Convert column to categorical data type and dummy coding

Hello everyone,

I have a general question:

I don’t understand why we first convert a column into a categorical data type and then convert it into a dummy column instead of directly creating dummy variables for that column.

For example:

## Select just the remaining text columns and convert to categorical
text_cols = tdf.select_dtypes(include=['object'])
for col in text_cols:
    transform_df[col] = transform_df[col].astype('category')
    
## Create dummy columns
transform_df = pd.concat([
    transform_df, 
    pd.get_dummies(transform_df.select_dtypes(include=['category']))
], axis=1).drop(text_cols,axis=1)
2 Likes

To improve performance: Category datatype saves memory and speeds up code

:bulb:Tip : in Python, it’s a good practice to typecast categorical features to a category dtype because they make the operations on such columns much faster than the object dtype.

2 Likes

Pandas categorical help keep track of categories seen in s.cat.categories. If there is a mismatch of categories in training and testing set, you can be alerted if such a check is coded.Such a mismatch will cause different number of columns after applying OHE to train vs test, or same number of columns but columns meaning different things (can’t be identified if you only test data frame shape).

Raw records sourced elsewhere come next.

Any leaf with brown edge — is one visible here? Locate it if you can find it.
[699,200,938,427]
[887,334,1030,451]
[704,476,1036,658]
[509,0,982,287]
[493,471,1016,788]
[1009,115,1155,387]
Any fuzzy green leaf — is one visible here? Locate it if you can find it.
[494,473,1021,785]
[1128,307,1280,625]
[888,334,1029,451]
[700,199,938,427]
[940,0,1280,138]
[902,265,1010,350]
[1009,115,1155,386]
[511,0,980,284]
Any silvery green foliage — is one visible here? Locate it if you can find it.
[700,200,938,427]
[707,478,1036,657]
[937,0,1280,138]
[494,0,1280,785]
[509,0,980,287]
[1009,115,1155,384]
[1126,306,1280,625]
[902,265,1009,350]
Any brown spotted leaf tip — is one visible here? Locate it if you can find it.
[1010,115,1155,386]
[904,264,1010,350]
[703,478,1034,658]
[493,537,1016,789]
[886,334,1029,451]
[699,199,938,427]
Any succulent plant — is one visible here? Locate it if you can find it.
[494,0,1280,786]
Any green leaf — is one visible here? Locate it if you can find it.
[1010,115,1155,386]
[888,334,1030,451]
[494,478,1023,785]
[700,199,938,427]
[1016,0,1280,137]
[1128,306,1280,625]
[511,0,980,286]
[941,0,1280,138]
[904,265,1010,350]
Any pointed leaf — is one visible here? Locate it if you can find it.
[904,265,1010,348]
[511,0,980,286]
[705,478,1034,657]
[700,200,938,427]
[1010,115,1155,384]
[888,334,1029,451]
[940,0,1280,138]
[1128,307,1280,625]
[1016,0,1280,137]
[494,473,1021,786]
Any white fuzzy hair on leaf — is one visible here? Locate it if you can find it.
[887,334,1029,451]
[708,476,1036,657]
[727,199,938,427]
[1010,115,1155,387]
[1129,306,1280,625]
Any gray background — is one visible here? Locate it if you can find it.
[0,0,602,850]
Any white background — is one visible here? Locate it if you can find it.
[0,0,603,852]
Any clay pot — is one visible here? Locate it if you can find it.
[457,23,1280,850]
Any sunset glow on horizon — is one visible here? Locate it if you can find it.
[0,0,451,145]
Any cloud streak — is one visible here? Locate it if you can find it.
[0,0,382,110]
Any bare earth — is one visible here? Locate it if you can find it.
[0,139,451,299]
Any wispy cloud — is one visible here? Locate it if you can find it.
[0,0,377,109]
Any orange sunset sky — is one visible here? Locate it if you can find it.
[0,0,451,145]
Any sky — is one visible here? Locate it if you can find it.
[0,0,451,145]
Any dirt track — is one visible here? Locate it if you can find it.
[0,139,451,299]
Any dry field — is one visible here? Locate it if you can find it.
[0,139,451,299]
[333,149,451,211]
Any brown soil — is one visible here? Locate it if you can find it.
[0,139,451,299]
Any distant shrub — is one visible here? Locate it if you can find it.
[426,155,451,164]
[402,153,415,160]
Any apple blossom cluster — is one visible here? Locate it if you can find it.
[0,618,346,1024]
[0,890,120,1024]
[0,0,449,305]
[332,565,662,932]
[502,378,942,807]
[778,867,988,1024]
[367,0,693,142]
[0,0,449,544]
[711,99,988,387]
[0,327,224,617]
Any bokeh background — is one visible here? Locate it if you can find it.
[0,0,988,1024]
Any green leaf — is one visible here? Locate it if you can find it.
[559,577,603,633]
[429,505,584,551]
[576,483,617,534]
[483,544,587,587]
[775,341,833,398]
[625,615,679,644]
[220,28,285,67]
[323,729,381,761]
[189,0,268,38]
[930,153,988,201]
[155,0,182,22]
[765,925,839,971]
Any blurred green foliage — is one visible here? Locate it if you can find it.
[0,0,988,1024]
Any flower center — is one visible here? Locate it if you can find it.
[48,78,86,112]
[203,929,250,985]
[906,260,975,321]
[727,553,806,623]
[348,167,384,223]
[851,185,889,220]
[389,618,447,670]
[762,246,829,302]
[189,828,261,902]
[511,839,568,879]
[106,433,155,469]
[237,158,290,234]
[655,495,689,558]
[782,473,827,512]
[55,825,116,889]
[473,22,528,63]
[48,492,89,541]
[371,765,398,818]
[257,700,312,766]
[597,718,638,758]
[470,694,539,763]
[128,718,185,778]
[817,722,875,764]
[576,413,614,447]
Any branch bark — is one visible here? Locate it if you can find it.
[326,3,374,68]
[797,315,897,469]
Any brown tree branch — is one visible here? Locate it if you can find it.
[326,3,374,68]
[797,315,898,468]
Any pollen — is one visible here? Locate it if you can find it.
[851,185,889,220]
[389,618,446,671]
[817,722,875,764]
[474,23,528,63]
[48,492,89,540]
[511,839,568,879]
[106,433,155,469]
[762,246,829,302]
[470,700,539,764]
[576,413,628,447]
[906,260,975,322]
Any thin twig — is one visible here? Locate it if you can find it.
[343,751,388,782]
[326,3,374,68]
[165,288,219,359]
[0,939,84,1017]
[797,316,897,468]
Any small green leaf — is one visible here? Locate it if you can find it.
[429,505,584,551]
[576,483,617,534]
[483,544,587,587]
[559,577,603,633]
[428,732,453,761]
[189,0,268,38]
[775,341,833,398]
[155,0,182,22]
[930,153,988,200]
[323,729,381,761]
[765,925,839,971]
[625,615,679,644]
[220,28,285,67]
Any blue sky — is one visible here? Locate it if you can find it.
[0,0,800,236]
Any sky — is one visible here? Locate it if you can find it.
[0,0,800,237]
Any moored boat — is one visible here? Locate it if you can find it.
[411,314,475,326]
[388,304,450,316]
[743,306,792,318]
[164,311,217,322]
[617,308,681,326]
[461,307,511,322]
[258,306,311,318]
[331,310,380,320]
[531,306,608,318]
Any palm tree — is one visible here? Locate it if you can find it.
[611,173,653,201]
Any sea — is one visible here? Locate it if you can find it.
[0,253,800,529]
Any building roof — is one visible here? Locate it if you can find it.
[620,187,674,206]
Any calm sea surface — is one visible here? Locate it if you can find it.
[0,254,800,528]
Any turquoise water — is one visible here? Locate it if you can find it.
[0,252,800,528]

Besides better training-serving skew tracking, categorical type helps you label encode (if you don’t want to do OHE) an unseen test item as -1 when each unique seen during training set text has an integer representation (0-n).

3 Likes

You don’t have to technically. You can convert to dummies directly but it good practice to do so.
As @info.victoromondi mention one of the benefit here are some others given in the user-guide for Categorical data.

The categorical data type is useful in the following cases:

  • A string variable consisting of only a few different values. Converting such a string variable to a categorical variable will save some memory, see here.
  • The lexical order of a variable is not the same as the logical order (“one”, “two”, “three”). By converting to a categorical and specifying an order on the categories, sorting and min/max will use the logical order instead of the lexical order, see here.
  • As a signal to other Python libraries that this column should be treated as a categorical variable (e.g. to use suitable statistical methods or plot types).

More

1 Like

Ok thank so much!

I understood that it was only necessary to convert to categorical data type when the column was numerical, but it needed to be encoded as categorical.